There's a good and a bad side to these changes. First, obviously, is the bad side. The exclusive focus on U.S. interests of security and prosperity means that the concepts of mutual respect and self-determination, as well as the above values, have formally been dumped.
It can be argued that the Obama administration set these aside shortly after proclaiming them to be the pillars of his foreign policy at the Trinidad Summit in 2009. From there he and then Secretary of State Hillary Clinton orchestrated the permanence of the coup in Honduras and continued intervention in various forms in other parts of the world.
However, despite the hypocrisy, the U.S. government has occasionally been a voice for human rights, if at least to point out where violations exist. One of the ways the State Department has pushed foreign countries to respect international norms is by documenting and recognizing concerns for violations in the presentation of the annual State Department Human Rights Reports, which Tillerson significantly decided to snub this year. Its foreign aid continues to be legally conditioned on respect for human rights through the Leahy Law and also loosely linked to the democratic legitimacy of its international partners.
The abandonment of these pillars could have real and long-lasting repercussions in the structure of the State Department and the operation of U.S. foreign policy. It allows relations with abusers like Russia to flourish without limitations as long as there is "prosperity" to be gained, and eliminates the need to censure financial allies like Saudi Arabia.
It could also spell the end to State Department programs like those of the Office of Global Women's Issues, which now lists no upcoming events, or the Bureau of Democracy, Human Rights and Labor. As the Post article notes, after years the www.humanrights.gov website has now been moved to the low-profile URL web address, www.state.gov/j/drl.
Good Riddance to Democracy Promotion?
So it appears there will be no pretence that the United States actively supports democracy, justice, human rights or peace in the world. This throws the nation back into a neo-realist foreign policy that assumes conflict to be the normal state of humankind and pragmatic self-interest to be the sole guidepost for action. As CEOs fixated on the bottom line and market domination, it's no surprise that Tillerson-- and Trump--naturally buy into this philosophy.
It works for their interests, as a set of dualisms: I Win/You Lose, Good/Bad, In/Out, Friend/Enemy, Victory/Defeat, Might/Weakness that allow insecure people to latch on the supposedly unambiguous demonstrations of superiority. It embodies a brute male-ness that undermines more traditionally feminine concepts of cooperation, trust and respect, which are considered weak and naive in the framework. It also funnels billions of dollars to private-sector Trump allies in the military-industrial complex and draws new dividing lines between "us" and "them".
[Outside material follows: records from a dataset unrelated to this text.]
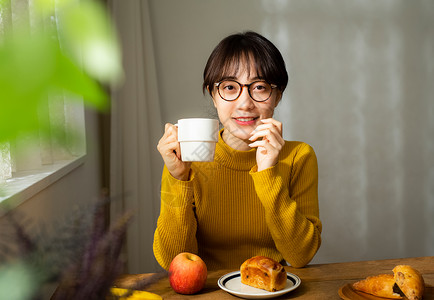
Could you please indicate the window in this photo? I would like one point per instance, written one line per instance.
(50, 52)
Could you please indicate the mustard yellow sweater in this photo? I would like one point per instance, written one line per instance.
(228, 212)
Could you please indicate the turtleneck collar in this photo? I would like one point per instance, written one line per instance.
(234, 159)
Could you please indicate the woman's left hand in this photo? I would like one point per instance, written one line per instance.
(269, 147)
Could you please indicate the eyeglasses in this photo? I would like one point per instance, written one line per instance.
(230, 90)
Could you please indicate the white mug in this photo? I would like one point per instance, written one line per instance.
(197, 138)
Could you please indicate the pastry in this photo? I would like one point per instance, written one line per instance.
(405, 282)
(263, 273)
(380, 285)
(410, 281)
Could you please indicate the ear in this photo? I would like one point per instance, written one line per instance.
(212, 97)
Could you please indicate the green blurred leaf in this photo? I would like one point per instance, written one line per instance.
(86, 30)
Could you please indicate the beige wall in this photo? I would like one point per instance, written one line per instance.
(360, 92)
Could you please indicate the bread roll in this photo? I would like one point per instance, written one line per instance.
(263, 273)
(380, 285)
(410, 281)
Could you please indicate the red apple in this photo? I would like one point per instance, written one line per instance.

What's the possible upside of such a cynical policy in a precarious world?
The possible end to U.S. "democracy promotion" programs.
This term has been an oxymoron since first adopted. Democracy is "rule by the people" with the clear presumption that the people ruling are the people to be ruled. Democracy promotion by a foreign nation is intervention. While a foreign nation may decide to withdraw support or limit its own contact with a government it considers undemocratic, if it attempts to meddle in internal affairs, it is undermining, not promoting democracy.
That's why there was something encouraging in Trump's inauguation speech when he said, “We do not seek to impose our way of life on anyone, but rather to let it shine as an example for everyone to follow."
If they believed it, many foreign nations that have suffered U.S. "democracy promotion" programs-- ranging from interference in their elections to attempted assassination of their leaders-- would have sighed in relief.
Setting aside other criticisms of the new agenda, minimal coherence with the "America First" and foreign policy of self-interest should dictate an immediate cut off of the millions of taxpayer dollars spent on Freedom House, the National Endowment for Democracy, and related institutions. Even their innocuous-sounding programs willfully interfere with grassroots democracy and peace-building and apply highly politicized definitions of democratic action based on U.S. political interests.
Ending these programs once and for all would actually be a huge step forward in fomenting real democracy in the world. And it's a logical step within the framework Tillerson is laying out.
If it doesn't happen, it means the State Department has finally recognized "democracy promotion" for what it has always really been--anti-democratic inteventionism in support of U.S. military and economic interests.
In that case, at least the mask is off.